Amidst the current economic mess, while jobs are being lost in millions, people are being forced to leave their homes left right and center, life savings, 401ks, retirement savings of the common man are being reduced to rubbles, I banks (read Goldman Sachs) continue to churn out amazing profits from what is now nothing but a naked form of state-subsidized (read Obama administration) profit generating racket for the remaining few I-banks (Goldman primarily after Merryl, Bear Sterns and Lehmann managed to go belly up with greed, as a sidenote the prestigious scumbag and asshole of the decade award goes to (Sloan) Harvard alum and ex Merryl CEO John Thain for managing to award himself and his fellow execs 100s of millions of $$ in performance bonus exactly 8 days before they had to go to the US government asking for a bailout).
Ok lets start:
The chief players: Goldman Sachs, SEC, White house
Cameos: Merryl, Bear Sterns, Lehmann
Comic relief: AIG
Act 1: The great depression of 09 aka how wall street managed to ass rape you
The story so far (quoted in green):
A former Goldman chief, Rubin, presses the Commodities Futures Trading Commission(CFTC, a federal government regulation and enforcing agency for the market) to deregulate a type of derivative contract whose chief benefit to an investment bank like Goldman is that it allows it to lend more — the CDS being most useful as a tool to move investment risk off a bank’s balance sheet. Then another Goldman chief, Paulson, pushes for further relaxation of lending limits. Then Goldman jumps head-first into the housing bubble, buying tens of billions in CDS protection to hedge their crazy investments. This massive explosion in lending by banks like Goldman, fueled in part by the use of derivatives like CDS and fueled still more by the 2004 change in rules, puts an enormous strain on the economy, leading to giant holes blown in its hull by the end of 2007 and on through 2008. It follows that when Goldman’s chief partners in those CDS deals, AIG, collapses as part of this wave of crashes, Paulson — now Treasury Secretary — rushes to the rescue, pumping billions in taxpayer money into AIG that is quickly funneled to Goldman. Then a Goldman alum is put in charge of AIG while another bunch of Goldman alums funnels still more bailout money to AIG, and yet another Goldman alum is put in charge of regulating the derivative market that is the focus of most of the bailout efforts.
In the midst of all of this, something amazing happens.

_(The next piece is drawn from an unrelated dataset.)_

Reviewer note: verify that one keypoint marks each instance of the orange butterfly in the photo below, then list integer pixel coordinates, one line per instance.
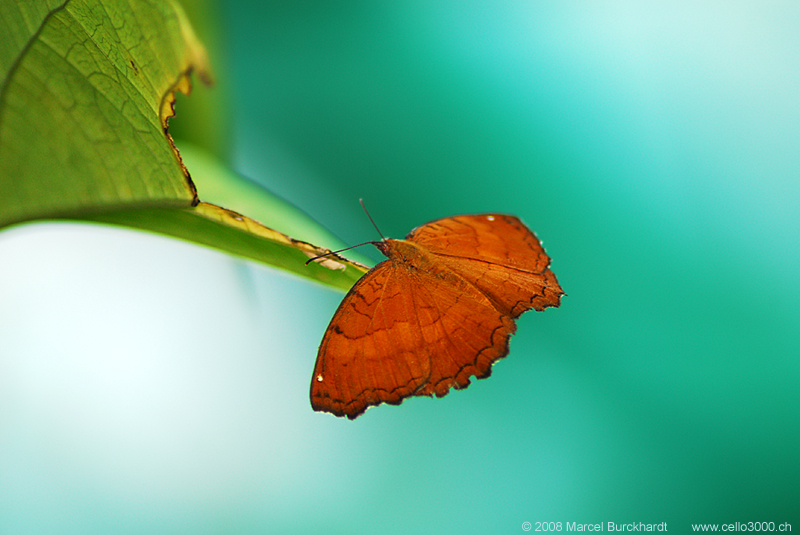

Goldman Sachs, along with Bank of America, Morgan Stanley, and a host of other “troubled” banks, reports a profit for its first quarter in 2009! How and why that happened is another fascinating story, for another time. For now the only thing to remember is that all the same people who got us into this mess — Rubin, Summers, Goldman in general — are now being put in charge of the cleanup by a president who spent most of 18 months on the campaign trail pledging to end the influence of money in politics.
Add this together with the obscene giveaway that is the Toxic Asset program Geither has just devised (Goldman Sachs “expressed interest in participating in the plan as an investor,” according to the WSJ), and you have an amazing situation. Between the Bush and Obama administrations, you have a bailout program that has now figured three ways to funnel money to Goldman, Sachs: via AIG, via TARP, and now via this trillion-dollar “Public-Private Investment Program,” which basically lends huge amounts of money to investors and provides guarantees against heavy losses. It’s free money, state-subsidized profiteering at its most naked.
Hail Goldman, fucking assholes, all of you execs and b-school alums at Goldman should be lined up in a row and asked to eat shit burgers followed by a "thanks a lot, can I have one more and please can you piss on me while you are flipping those shit burgers".
In today's fun news: I played poker at the airport on saturday after my flight got delayed on a supremely dodgy Boingo connection, and managed to rip $8k off a huge donkish player in less than 2 hours.